Headquartered in Columbus, Ohio, Worthington Enterprises and its joint ventures employ approximately 6,000 people throughout North America and Europe.
Founded in 1955 as Worthington Industries, Worthington Enterprises follows a people-first Philosophy with earning money for its shareholders as its first corporate goal. Worthington Enterprises achieves this outcome by empowering its employees to innovate, thrive and grow with leading brands in attractive markets that improve everyday life. The Company engages deeply with local communities where it has operations through volunteer efforts and The Worthington Companies Foundation, participates actively in workforce development programs and reports annually on its corporate citizenship and sustainability efforts. For more information, visit worthingtonenterprises.com.
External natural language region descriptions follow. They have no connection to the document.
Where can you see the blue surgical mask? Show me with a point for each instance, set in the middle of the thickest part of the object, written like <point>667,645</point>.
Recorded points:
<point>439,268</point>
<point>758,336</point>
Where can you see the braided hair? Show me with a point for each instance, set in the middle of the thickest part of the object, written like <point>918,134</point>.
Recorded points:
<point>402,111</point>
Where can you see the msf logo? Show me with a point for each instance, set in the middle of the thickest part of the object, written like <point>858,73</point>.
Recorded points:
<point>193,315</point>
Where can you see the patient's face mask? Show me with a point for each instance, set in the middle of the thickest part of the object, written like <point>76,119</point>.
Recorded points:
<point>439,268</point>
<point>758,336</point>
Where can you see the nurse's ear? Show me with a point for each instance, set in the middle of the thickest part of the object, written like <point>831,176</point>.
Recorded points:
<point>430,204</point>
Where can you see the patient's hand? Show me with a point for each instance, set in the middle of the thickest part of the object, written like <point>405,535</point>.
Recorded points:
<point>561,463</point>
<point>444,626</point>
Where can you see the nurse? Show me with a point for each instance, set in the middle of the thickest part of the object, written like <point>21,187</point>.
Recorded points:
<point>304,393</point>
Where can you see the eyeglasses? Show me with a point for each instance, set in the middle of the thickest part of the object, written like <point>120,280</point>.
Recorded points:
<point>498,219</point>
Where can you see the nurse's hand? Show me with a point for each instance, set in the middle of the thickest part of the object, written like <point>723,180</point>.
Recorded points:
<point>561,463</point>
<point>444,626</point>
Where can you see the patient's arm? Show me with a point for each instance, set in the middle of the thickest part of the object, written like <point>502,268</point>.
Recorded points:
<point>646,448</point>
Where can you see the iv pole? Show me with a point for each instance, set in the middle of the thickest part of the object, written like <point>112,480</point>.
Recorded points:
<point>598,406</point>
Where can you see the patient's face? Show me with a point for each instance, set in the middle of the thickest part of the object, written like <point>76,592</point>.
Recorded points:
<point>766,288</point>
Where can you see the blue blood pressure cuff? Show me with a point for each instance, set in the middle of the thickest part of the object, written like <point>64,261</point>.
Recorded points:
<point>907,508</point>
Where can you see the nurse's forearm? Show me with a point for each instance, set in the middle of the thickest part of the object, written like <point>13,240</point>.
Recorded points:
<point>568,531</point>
Forward-Looking Statements
Statements by Worthington Enterprises that are not limited to historical information constitute “forward-looking statements” under federal securities laws. Forward-looking statements are subject to various risks, uncertainties and other factors that may cause actual results to differ materially from those expected by Worthington Enterprises. Readers should evaluate forward-looking statements in the context of such risks, uncertainties and other factors, many of which are described in Worthington Enterprises’ filings with the Securities and Exchange Commission (“SEC”). Forward-looking statements are qualified by the cautionary statements included in Worthington Enterprises’ SEC filings and other public communications. This press release speaks only as of the date hereof. Worthington Enterprises does not undertake any obligation to update or revise its forward-looking statements except as required by applicable law or regulation.